Specialized tires manufactured for street car drag racing aren't restricted to a few sizes. All of the major tire manufacturers who offer tires for this marketplace have a full compliment of sizes available. When shopping for tires, it's best not to place much stock in the actual printed sizes. Just like slicks, you need to check dimensional charts. The 33X18.50-15LT tire shown in the photo is positively huge, and it's not the biggest tire available either! See the next photo:
The vast majority of DOT race tires are engineered to operate with tubes. The tube of choice is a natural-rubber race car tube such as this. Advantages of running tubes in tires such as this are manifold: Tubes tend to absorb some of the tire heat. They allow for better consistency. They're safer. You'll also find that tubes save a bunch of flat tire aggravation as well. Even fully treaded, sticky street tires tend to lose air pressure. Obviously, this dilemma isn't as common when tubes are used in the mix.
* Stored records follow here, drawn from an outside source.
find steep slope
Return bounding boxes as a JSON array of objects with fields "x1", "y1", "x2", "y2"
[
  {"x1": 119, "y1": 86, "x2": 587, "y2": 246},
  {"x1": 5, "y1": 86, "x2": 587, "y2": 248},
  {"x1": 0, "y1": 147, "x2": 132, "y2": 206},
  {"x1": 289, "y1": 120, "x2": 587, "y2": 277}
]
Mickey Thompson points out that some wheels will not accept a tube valve stem. The valve stem hole in the rim must measure 5/8-inch. If it becomes necessary to drill the hole to a larger diameter, make sure the new hole in the rim is deburred and free of sharp material. Before installing new tubes, pre-inflate them to the approximate diameter of the tire. This will aid in filling the entire cavity of the tire by stretching the tube. Mickey Thompson notes that this will also aid in valve stem placement on wide rims where the valve stem is offset on the rim, but not offset on the tube.
The tape measure supplies a measure of scale for the tire. As you can see, it's no welterweight. Manufacturers who offer dedicated drag race street tires can supply upwards of a dozen sizes for various car combinations. And don't scoff at the performances either. Some of the competitors have run in the 6.80 to high 6.90 range at speeds approaching 205 mph with this rubber.